721 65.3.4.2. SP-GiST Without Node Labels #
723 Some tree algorithms use a fixed set of nodes for each inner tuple; for
724 example, in a quad-tree there are always exactly four nodes
725 corresponding to the four quadrants around the inner tuple's centroid
726 point. In such a case the code typically works with the nodes by
727 number, and there is no need for explicit node labels. To suppress node
728 labels (and thereby save some space), the picksplit function can return
729 NULL for the nodeLabels array, and likewise the choose function can
730 return NULL for the prefixNodeLabels array during a spgSplitTuple
731 action. This will in turn result in nodeLabels being NULL during
732 subsequent calls to choose and inner_consistent. In principle, node
733 labels could be used for some inner tuples and omitted for others in
736 When working with an inner tuple having unlabeled nodes, it is an error
737 for choose to return spgAddNode, since the set of nodes is supposed to
738 be fixed in such cases.
740 65.3.4.3. “All-the-Same” Inner Tuples #
742 The SP-GiST core can override the results of the operator class's
743 picksplit function when picksplit fails to divide the supplied leaf
744 values into at least two node categories. When this happens, the new
745 inner tuple is created with multiple nodes that each have the same
746 label (if any) that picksplit gave to the one node it did use, and the
747 leaf values are divided at random among these equivalent nodes. The
748 allTheSame flag is set on the inner tuple to warn the choose and
749 inner_consistent functions that the tuple does not have the node set
750 that they might otherwise expect.
752 When dealing with an allTheSame tuple, a choose result of spgMatchNode
753 is interpreted to mean that the new value can be assigned to any of the
754 equivalent nodes; the core code will ignore the supplied nodeN value
755 and descend into one of the nodes at random (so as to keep the tree
756 balanced). It is an error for choose to return spgAddNode, since that
757 would make the nodes not all equivalent; the spgSplitTuple action must
758 be used if the value to be inserted doesn't match the existing nodes.

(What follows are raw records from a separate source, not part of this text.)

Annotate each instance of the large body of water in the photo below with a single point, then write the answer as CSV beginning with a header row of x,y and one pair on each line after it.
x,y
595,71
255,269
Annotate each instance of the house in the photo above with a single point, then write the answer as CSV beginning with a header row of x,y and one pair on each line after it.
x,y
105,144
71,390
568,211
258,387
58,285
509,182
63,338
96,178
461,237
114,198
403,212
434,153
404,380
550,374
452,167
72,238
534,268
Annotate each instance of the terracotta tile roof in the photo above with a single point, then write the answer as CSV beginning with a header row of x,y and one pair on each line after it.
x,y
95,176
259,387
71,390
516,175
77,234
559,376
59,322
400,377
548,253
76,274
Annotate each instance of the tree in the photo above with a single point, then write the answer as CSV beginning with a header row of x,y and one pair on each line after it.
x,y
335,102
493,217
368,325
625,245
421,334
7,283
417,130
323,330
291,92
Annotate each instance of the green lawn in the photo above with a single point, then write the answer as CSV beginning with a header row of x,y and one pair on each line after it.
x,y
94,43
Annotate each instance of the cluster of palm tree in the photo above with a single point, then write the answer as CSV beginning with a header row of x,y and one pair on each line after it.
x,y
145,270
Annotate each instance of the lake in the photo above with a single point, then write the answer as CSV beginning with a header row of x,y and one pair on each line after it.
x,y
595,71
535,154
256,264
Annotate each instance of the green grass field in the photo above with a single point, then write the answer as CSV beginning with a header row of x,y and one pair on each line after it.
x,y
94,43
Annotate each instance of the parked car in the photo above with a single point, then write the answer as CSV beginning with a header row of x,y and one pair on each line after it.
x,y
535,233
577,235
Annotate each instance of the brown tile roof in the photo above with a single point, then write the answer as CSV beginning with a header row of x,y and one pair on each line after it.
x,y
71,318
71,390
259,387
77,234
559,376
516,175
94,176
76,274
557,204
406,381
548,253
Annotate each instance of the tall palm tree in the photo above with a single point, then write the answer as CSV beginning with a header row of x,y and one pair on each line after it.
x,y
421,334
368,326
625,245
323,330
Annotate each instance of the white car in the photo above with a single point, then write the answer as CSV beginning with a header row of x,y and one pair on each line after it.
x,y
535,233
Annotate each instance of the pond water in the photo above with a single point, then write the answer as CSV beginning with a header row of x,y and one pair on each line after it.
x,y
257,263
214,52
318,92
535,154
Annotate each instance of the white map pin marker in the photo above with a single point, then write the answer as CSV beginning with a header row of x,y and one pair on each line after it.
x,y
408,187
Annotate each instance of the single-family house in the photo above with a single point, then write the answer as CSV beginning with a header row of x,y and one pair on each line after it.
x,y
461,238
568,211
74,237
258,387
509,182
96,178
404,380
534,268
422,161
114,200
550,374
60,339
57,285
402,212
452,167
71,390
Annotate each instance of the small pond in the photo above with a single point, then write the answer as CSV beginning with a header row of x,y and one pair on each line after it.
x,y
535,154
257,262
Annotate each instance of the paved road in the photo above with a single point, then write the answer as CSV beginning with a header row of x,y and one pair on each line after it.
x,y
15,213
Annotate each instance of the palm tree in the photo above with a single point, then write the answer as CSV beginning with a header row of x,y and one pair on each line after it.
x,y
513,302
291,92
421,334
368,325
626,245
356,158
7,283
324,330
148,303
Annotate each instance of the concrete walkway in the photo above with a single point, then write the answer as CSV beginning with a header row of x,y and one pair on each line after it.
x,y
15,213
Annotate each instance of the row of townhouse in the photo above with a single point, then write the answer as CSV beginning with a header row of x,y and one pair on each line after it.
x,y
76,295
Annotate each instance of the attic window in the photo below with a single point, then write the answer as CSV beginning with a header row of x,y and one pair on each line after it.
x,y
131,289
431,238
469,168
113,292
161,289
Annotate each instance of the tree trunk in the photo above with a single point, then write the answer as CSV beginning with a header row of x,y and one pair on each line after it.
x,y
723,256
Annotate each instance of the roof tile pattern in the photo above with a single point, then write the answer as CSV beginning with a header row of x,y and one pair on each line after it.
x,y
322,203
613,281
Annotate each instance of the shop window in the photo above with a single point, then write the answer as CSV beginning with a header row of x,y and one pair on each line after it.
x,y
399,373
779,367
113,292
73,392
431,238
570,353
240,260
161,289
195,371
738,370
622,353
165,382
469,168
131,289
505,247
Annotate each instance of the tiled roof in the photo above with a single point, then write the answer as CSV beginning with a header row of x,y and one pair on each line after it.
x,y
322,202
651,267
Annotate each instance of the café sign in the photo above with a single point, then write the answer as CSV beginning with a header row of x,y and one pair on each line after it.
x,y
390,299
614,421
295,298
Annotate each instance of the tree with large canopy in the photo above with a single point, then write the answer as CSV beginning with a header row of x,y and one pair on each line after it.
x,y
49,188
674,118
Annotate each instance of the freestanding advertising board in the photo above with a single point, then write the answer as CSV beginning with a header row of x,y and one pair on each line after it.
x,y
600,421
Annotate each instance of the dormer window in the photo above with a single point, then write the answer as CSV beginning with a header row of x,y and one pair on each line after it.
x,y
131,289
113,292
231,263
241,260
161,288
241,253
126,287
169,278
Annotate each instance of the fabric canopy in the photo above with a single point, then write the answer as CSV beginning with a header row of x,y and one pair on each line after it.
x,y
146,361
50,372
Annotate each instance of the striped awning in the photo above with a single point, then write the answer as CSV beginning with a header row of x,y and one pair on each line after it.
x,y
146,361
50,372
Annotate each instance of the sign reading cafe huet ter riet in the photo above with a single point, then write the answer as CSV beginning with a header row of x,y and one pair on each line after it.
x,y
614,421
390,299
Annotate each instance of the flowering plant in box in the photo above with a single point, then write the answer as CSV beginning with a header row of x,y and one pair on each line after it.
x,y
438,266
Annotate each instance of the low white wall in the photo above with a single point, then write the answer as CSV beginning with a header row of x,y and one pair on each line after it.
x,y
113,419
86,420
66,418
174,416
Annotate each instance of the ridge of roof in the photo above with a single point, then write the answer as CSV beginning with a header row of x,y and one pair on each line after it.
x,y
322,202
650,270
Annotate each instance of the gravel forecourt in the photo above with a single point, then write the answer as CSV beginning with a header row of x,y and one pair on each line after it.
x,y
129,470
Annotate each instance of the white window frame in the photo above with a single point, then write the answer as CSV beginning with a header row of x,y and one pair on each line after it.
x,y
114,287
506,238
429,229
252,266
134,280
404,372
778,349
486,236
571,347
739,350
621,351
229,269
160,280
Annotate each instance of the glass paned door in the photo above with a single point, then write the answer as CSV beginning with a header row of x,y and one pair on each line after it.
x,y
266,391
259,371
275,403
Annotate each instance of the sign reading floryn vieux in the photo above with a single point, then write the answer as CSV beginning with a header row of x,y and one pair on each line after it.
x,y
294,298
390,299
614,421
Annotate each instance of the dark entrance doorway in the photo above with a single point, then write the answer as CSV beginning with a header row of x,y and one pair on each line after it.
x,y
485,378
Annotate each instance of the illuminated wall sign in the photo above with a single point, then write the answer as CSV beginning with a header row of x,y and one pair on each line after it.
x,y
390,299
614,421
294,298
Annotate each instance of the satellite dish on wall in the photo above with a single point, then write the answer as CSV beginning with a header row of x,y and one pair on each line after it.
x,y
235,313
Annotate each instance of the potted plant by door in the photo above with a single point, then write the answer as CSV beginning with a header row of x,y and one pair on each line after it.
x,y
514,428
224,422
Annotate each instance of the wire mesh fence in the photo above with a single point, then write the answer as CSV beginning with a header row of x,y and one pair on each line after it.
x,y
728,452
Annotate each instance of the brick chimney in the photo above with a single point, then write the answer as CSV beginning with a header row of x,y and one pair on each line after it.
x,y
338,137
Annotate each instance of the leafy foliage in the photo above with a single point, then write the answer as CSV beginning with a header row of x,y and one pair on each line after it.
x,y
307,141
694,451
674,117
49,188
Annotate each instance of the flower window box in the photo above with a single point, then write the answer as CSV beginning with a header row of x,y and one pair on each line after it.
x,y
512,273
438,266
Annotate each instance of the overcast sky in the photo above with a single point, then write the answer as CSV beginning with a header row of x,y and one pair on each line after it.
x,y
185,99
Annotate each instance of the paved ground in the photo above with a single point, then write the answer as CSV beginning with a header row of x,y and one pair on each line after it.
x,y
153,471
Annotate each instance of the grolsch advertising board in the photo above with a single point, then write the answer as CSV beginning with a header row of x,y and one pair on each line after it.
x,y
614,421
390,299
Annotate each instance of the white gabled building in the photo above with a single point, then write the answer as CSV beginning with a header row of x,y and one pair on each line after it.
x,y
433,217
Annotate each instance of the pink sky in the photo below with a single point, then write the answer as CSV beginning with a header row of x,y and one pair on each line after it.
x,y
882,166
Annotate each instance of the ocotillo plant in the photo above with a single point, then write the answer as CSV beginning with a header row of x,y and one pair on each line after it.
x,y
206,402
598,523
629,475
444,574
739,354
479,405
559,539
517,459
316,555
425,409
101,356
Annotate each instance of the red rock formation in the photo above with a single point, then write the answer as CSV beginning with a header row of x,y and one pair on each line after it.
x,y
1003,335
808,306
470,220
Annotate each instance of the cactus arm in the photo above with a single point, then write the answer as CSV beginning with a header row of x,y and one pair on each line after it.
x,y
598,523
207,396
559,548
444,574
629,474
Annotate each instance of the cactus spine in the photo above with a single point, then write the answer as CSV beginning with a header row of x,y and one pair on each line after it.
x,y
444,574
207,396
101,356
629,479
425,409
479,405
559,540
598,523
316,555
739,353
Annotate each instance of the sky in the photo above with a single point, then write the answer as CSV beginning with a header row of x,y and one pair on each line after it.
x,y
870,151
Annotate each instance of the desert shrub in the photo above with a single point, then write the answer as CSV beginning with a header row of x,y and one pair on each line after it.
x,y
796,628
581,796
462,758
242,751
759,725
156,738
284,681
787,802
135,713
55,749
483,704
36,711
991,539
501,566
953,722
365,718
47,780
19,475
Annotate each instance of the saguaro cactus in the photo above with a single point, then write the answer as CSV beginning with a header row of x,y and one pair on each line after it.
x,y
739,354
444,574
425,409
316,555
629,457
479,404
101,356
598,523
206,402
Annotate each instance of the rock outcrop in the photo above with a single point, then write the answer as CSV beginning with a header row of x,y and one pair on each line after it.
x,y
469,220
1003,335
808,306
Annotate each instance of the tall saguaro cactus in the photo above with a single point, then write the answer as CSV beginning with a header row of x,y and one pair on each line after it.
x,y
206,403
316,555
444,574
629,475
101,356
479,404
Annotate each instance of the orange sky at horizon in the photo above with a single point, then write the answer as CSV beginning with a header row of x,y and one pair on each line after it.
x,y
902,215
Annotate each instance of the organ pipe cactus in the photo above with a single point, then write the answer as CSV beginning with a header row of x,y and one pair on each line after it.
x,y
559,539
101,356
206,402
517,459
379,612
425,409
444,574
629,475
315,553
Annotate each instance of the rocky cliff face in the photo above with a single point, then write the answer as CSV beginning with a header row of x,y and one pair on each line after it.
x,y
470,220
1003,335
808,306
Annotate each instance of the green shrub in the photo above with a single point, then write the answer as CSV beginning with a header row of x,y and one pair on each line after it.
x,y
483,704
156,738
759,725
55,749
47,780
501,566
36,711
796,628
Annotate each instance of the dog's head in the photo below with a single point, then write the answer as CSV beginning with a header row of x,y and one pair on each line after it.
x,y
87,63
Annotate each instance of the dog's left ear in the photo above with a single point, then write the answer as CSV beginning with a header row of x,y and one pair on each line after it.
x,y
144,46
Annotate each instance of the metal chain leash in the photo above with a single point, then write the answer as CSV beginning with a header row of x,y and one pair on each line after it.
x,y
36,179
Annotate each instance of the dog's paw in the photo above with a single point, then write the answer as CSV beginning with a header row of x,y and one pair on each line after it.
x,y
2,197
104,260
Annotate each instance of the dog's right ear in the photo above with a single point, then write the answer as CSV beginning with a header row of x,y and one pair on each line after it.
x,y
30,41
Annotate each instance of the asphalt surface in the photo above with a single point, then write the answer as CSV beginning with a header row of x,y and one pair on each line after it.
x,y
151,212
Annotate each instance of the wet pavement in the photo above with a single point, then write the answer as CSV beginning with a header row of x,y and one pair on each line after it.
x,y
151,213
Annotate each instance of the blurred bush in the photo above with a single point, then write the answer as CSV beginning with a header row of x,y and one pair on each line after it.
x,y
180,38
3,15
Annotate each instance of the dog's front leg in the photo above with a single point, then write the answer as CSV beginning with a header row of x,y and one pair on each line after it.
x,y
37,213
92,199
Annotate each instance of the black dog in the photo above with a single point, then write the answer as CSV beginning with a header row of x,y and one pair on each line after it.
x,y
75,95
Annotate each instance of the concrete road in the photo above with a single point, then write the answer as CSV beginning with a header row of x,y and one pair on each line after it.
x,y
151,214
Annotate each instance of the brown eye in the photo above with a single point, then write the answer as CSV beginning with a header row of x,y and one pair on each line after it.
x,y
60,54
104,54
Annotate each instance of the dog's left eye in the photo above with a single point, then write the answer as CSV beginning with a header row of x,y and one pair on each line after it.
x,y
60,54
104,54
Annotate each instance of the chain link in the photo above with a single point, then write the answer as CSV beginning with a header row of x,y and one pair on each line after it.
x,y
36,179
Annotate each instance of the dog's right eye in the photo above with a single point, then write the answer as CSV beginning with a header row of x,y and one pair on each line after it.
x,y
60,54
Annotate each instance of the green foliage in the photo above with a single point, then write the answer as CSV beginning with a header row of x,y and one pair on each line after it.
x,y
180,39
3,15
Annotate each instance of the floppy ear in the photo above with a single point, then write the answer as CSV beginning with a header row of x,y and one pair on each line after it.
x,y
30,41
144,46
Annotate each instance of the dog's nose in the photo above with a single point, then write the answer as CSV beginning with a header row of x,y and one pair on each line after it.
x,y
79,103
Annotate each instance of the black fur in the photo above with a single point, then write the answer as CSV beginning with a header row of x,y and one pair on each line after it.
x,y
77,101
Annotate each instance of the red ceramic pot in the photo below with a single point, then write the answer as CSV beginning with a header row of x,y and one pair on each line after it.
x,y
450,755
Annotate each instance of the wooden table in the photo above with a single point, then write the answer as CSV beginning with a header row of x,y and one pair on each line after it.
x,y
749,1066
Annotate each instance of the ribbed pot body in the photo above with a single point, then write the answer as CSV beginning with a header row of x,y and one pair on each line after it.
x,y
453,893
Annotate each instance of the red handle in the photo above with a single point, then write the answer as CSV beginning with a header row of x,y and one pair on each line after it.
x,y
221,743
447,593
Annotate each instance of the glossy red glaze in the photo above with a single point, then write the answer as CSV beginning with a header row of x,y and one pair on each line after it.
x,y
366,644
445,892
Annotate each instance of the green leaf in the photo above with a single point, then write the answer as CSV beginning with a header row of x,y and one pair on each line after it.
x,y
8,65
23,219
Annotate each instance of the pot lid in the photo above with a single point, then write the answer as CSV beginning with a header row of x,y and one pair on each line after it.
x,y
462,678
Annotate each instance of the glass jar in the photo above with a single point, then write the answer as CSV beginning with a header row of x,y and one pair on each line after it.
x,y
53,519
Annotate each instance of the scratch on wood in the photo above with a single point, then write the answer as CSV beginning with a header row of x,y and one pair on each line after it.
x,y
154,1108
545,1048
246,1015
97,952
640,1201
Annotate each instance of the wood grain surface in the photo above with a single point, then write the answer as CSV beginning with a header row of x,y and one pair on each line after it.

760 When dealing with an allTheSame tuple, the inner_consistent function
761 should return either all or none of the nodes as targets for continuing
762 the index search, since they are all equivalent. This may or may not
763 require any special-case code, depending on how much the
764 inner_consistent function normally assumes about the meaning of the
769 The PostgreSQL source distribution includes several examples of index
770 operator classes for SP-GiST, as described in Table 65.2. Look into
771 src/backend/access/spgist/ and src/backend/utils/adt/ to see the code.